Im zweiten Satz ändert sich daran wenig, bis auf die Anordnung: Es beginnt diesmal schrill, fast an der Schmerzgrenze, um dann später in umso längere Perioden des Beinahe-Verstummens zu verfallen. Wer hier schon geneigt ist, aufzugeben, erlebt dann im dritten Satz, in dem Moe selbst mitspielt, eine Überraschung: Vom ersten Moment an setzt sich eine quietschende, ohrenzerreißende Maschinerie in Gang, die, gleichsam schlecht geölt, manchmal ächzt und stöhnt, aber bis zur Mitte des 14-minütigen Satzes brav durchhält, bis sie auf einmal den Geist aufgibt. Nunmehr jault und klagt es nur noch, alles scheint aus den Fugen geraten, doch nach einer Weile hebt plötzlich ein infernalisches Geschnatter an, das, wenn auch in sich bewegt und nicht gleichförmig, doch eine ganze Zeitlang anhält und nur langsam ein wenig verebbt. Dann ist der Sturm schlagartig vorbei, und in der verbleibenden Zeit ist nichts weiter zu hören als das entfernte Heulen des Windes in den Zweigen der Bäume.

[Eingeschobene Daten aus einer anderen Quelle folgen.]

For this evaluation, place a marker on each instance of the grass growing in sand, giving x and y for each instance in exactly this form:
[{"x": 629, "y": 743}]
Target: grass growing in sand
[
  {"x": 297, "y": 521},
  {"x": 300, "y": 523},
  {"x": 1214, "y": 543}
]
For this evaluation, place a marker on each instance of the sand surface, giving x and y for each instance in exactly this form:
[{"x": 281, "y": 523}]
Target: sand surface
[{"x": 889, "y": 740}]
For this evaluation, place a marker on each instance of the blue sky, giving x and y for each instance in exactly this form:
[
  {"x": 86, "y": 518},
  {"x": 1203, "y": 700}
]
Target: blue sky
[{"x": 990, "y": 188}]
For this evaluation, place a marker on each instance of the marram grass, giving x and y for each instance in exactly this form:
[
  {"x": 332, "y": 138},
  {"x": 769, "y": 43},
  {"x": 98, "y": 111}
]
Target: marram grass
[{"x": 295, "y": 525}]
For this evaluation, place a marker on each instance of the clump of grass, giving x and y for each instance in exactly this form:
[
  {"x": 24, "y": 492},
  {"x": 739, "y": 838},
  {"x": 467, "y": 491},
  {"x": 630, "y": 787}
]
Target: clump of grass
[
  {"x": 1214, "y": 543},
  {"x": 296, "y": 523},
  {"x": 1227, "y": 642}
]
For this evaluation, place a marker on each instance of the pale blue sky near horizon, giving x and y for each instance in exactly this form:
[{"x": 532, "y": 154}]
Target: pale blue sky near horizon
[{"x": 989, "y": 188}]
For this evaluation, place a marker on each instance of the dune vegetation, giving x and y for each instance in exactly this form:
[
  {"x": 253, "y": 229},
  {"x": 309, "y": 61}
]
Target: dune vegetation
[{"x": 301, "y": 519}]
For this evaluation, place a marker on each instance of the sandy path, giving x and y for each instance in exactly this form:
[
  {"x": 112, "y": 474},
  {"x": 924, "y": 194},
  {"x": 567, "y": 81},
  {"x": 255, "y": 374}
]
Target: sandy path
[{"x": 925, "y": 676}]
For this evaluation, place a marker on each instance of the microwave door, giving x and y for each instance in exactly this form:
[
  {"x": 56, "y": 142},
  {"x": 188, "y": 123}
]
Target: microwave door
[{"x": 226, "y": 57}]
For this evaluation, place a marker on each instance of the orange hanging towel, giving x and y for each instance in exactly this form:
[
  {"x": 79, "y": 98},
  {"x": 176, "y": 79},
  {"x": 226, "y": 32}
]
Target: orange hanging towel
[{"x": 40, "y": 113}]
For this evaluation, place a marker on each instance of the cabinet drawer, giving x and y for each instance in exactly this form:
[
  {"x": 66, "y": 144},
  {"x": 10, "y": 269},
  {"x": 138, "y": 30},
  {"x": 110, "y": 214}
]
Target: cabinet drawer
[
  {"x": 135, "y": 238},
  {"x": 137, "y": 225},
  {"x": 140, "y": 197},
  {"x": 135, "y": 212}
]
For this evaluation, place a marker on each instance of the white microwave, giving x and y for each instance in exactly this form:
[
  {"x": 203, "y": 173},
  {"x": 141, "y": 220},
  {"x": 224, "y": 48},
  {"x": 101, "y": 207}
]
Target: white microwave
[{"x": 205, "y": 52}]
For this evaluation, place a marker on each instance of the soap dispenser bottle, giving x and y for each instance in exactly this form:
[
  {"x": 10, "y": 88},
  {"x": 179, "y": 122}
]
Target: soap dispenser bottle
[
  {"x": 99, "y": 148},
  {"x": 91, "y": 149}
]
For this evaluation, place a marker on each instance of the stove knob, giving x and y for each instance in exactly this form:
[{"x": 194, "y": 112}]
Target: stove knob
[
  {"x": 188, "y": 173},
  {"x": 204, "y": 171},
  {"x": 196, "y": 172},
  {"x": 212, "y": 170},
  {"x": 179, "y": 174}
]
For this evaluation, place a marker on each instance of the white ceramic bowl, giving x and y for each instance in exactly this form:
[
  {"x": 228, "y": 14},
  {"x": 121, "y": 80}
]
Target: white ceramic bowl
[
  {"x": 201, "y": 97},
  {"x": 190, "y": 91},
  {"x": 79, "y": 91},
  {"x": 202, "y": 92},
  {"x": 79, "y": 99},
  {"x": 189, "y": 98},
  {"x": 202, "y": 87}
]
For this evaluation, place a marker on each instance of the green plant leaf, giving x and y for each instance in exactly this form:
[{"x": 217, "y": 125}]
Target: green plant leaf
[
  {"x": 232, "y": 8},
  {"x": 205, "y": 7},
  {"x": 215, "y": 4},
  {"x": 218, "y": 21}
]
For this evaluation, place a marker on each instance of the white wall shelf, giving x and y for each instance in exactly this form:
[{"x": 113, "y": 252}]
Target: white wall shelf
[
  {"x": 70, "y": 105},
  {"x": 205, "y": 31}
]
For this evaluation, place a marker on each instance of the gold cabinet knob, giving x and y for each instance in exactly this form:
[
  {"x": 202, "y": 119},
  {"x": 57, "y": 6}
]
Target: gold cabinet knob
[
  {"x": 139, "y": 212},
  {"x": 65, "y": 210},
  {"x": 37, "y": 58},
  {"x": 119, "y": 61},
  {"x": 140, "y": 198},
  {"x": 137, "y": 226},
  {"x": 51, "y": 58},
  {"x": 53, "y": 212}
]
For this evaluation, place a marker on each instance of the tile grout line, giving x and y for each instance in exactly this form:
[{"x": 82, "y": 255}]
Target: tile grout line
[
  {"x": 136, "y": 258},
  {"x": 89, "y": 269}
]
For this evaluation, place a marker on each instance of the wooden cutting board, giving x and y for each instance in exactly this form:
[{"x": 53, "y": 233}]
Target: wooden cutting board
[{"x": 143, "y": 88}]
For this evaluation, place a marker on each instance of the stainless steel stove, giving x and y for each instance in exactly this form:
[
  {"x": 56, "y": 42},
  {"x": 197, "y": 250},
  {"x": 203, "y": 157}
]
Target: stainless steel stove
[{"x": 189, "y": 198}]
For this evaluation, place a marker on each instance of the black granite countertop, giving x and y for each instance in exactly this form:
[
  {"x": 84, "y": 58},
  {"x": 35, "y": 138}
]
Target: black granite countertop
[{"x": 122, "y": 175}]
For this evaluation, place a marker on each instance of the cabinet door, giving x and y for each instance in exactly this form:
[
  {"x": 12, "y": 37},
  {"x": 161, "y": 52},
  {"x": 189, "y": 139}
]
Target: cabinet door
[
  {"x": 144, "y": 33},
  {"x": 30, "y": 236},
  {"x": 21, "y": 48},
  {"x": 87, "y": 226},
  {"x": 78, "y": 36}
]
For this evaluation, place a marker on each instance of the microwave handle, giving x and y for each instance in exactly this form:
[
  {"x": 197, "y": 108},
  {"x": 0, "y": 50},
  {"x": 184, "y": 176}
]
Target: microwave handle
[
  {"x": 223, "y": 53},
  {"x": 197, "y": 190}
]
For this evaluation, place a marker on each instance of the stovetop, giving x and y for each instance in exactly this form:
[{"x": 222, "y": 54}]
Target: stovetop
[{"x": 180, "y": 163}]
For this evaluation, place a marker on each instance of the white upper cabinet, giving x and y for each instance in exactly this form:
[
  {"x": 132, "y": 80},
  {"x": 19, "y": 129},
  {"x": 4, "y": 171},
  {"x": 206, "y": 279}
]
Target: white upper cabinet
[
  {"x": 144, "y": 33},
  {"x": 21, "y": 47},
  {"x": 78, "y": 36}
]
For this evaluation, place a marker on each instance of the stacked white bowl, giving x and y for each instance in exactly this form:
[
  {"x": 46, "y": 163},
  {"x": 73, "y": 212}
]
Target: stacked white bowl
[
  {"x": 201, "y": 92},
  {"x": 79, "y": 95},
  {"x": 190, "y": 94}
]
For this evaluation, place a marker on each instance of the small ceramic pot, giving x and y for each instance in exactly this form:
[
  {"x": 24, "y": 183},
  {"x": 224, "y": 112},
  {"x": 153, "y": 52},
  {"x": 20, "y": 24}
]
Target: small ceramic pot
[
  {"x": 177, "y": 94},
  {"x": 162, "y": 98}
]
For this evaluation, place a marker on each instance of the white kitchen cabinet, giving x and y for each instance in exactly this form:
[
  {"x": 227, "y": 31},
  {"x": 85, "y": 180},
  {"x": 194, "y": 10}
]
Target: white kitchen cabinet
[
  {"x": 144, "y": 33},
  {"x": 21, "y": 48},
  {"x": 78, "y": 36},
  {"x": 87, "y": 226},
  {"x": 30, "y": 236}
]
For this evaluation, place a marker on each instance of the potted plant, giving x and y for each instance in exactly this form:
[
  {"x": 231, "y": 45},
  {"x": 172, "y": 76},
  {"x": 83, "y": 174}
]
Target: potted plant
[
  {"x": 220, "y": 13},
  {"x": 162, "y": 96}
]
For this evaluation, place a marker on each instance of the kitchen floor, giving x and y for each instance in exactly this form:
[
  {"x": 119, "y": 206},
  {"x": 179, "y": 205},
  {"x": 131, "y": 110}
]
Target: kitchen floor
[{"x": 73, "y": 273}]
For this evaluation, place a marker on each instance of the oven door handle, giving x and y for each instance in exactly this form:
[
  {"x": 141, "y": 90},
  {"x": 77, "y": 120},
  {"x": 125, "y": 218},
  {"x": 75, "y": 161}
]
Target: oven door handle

Es versteht sich, dass diese unvermittelt von einem Extrem ins andere umschlagende Geräuschorgie minutiös notiert, bis ins kleinste Detail vom Komponisten festgelegt ist und nur von Meistern wie dem Arditti Quartet bewältigt werden kann. Ja, vermutlich ist nur Moe selbst in der Lage, jenes unablässig vorwärtstreibende, peitschende Schwirren im dritten Satz hervorzubringen, das kaum mehr an eine Violine denken lässt. Dennoch: wo im Konzert der annähernde Stillstand der langen, leisen Passagen eine starke Spannung erzeugen mag, bleibt beim Anhören der CD nur das angestrengte Lauschen, ob sich überhaupt noch etwas tut: keine Musik, die sich im Wohnzimmer auf Tonträger erschließt, es sei denn als ferne Ahnung oder Erinnerung an ein Konzerter­lebnis.